This is the kind of 3d engines I was making as a teen. The way it works is that you iterate over x screen-space, get a "ray"/"slice", then you iterate over z camera-space (goes inward) using that ray. From there, you have what it takes to sample a heightmap. Draw a vertical line. There is plenty of room for optimizations and it's very good for learning to code.
It seems like this code would be fairly easy to add to a simple 2.5D raycaster (either a cube variant like the old Wolfenstein, or something more advanced like Doom/Doom 2) to give some variation (or more "natural" stuff) for indoor/"outdoor" scenes.
It really isn't much different from floor/ceiling rendering code.
Something else I was thinking was if you flipped it upside down (and kept the current view), you could render "caves"; heck, it probably wouldn't take much effort to mod the current code to achieve this.

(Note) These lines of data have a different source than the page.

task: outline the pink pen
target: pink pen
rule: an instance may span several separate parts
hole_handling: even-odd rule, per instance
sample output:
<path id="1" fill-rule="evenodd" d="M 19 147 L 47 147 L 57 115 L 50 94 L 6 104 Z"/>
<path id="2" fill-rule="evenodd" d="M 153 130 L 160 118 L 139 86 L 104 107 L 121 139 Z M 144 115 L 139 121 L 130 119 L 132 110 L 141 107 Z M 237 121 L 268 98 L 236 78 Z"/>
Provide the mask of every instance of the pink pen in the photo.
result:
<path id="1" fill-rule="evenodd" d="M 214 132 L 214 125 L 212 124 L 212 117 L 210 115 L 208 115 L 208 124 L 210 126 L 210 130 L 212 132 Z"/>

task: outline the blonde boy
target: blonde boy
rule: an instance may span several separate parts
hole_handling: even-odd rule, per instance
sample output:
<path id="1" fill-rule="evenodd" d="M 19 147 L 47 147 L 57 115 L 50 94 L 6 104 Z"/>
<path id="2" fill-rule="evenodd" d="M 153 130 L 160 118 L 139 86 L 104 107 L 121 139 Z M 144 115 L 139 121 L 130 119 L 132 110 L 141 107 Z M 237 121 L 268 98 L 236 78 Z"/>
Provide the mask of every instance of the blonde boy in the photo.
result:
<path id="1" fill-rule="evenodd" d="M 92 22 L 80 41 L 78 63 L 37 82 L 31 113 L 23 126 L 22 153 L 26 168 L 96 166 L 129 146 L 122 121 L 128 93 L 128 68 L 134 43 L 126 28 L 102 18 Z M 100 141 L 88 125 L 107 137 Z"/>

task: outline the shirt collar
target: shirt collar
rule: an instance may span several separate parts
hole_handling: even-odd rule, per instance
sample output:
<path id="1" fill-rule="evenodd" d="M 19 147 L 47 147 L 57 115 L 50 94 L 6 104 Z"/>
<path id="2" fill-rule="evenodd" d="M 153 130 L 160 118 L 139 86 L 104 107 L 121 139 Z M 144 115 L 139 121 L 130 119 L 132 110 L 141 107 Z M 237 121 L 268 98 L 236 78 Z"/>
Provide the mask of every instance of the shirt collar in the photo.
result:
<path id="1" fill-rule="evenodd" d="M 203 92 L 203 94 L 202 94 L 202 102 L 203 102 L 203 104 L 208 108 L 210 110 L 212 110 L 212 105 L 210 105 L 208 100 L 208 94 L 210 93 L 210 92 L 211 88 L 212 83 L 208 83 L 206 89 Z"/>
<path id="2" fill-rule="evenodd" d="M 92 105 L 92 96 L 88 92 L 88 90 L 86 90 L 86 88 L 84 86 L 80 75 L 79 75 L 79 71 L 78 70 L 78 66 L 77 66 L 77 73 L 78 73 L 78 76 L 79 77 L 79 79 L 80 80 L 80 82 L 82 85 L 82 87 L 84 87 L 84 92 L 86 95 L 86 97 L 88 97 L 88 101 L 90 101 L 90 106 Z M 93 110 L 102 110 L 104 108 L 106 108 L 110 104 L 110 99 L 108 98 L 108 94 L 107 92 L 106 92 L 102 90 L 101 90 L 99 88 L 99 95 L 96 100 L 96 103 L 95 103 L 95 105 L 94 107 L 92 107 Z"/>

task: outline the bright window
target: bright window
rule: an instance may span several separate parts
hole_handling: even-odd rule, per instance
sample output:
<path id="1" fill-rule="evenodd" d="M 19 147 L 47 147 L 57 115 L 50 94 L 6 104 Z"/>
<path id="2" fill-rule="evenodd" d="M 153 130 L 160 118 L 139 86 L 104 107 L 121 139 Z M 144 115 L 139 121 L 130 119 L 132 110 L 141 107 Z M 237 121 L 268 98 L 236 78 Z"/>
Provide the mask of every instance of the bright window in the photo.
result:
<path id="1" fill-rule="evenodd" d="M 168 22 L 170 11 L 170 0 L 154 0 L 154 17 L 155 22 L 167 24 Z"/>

Somewhere I have code to a voxel rendering engine someone made in QBasic; they posted a demo of it on youtube, but never posted the code - I got in contact with them, and they sent me a copy of the code. The interesting thing they did, though, was add voxel rendering of "buildings" - you could easily go inside spaces and outside, all voxel rendered, and it was fast (for QB code).
Note - I know about Ken Silverman's voxel and other 3D engines he did in QB (and posted his old code), prior to Duke Nukem 3D - but this wasn't that code; it was completely original...
Anyhow - this is a great little "3D" engine; I'm glad it was posted!